7. Conclusion and Future Work

We show that it is possible to unify the sentiment lexicons available on the web and align and expand them automatically. Our USL approach reuses the research work carried out by universities such as Illinois, Pittsburg, The Institute of Information Science, Taiwan, Istituto di Scienza e Tecnologie dellÍnformazione, and Universidad Politécnica de Madrid. These sentiment lexicons have been essential for the implementation of the Unified Sentiment Lexicon. Our aim is to establish the USL as a standard that could be enriched and used by the whole community in the future.

The results of the USL approach are (a) the Unified Sentiment Lexicon and (b) OntoLexicon. Using parallel processing for the calculation of strength of polarity for each lexical entry, the USL approach accelerated the runtime by 300%. USL approach avoids hard disk operations and distributes the calculation of the USL metric over 1536 processors doing operations directly in GPU memory.
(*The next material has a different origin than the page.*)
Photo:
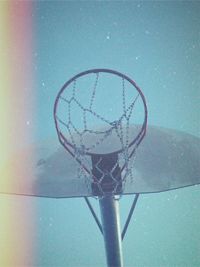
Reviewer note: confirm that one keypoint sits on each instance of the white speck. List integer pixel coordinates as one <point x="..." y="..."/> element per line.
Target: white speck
<point x="108" y="36"/>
The unification was carried out by means of providing a single strength of polarity for each lexical entry; this value must be present at least in one intersection in two or more sentiment lexicons in the same cluster. Compared with previous work, the major contributions of this paper are the following.(i)A knowledge base of four sentiment lexicons (Bing Liu sentiment lexicon; MPQA; NTU Sentiment Dictionary; and SentiWordNet) has been unified automatically, grouped into three clusters—English, Spanish, and Chinese. In the final version Portuguese was not included because there are not enough sentiment lexicons available.(ii)The USL approach computes a unified strength of polarity which was validated by experts.(iii)The USL were expanded, with two additional sentiment lexicons that were developed by our research group, Communication in Specialized Domains: PanAmerican sentiment lexicon and Spanish Travel Subjective Lexicon.(iv)The task of strength of polarity unification uses parallel processing to compute each lexical entry with GPUs.(v)USL computing time was accelerated 300% in data processing.(vi)The robustness of the Unified Sentiment Lexicon was proven with 35201 positive, 38200 neutral, and 22029 negative lexical entries.(vii)A uniform knowledge representation of the sentiment lexicon was made with OntoLexicon in OWL language.
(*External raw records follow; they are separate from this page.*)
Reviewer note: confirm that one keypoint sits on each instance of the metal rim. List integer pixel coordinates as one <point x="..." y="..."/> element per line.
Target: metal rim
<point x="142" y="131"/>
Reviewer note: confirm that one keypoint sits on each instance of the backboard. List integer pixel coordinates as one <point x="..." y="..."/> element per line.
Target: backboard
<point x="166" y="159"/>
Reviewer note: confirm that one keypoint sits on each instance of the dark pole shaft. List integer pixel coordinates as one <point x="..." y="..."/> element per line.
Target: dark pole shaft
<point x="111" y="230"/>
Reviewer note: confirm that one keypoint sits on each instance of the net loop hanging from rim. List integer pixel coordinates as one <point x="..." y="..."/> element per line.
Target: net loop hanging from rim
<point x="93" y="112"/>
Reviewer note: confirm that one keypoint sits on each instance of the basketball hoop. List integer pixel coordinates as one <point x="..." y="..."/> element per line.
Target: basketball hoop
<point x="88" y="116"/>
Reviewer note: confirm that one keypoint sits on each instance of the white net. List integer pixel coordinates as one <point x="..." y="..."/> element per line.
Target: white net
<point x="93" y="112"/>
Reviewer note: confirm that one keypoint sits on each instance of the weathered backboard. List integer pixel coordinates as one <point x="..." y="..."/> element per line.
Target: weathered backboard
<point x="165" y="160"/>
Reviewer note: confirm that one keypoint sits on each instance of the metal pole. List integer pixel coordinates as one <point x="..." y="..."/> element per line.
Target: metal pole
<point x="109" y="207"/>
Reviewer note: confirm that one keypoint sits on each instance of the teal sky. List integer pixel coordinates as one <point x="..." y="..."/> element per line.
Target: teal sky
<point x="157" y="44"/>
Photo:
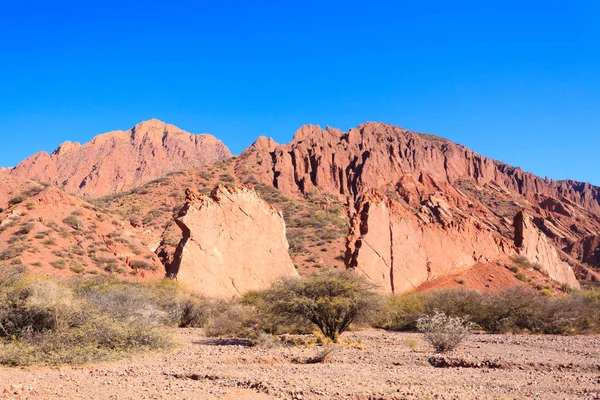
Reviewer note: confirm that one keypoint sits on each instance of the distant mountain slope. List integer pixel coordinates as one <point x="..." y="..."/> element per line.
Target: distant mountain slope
<point x="376" y="155"/>
<point x="122" y="160"/>
<point x="408" y="210"/>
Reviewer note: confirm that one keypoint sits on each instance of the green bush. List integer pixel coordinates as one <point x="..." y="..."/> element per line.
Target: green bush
<point x="331" y="300"/>
<point x="73" y="222"/>
<point x="515" y="309"/>
<point x="45" y="322"/>
<point x="443" y="332"/>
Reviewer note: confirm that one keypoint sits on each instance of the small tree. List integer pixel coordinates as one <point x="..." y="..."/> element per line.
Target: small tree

Future work will involve proving the second research question: is it possible to transform a Unified Sentiment Lexicon into a generative lexicon based on a core ontology? We already have the core ontology; however, we need to transform this into a more generative lexicon. In addition, we need to extend the USL to other languages and domains, with the aim of having a unified linguistic resource to facilitate the task of subjective annotation both on the web and out of it.

Conflict of Interests

The authors declare no conflict of interests.

Acknowledgments

The authors are grateful to the Sciences Research Council (CONACYT) for funding this research project and they also thank NVIDIA for donating a TeslaK20 card.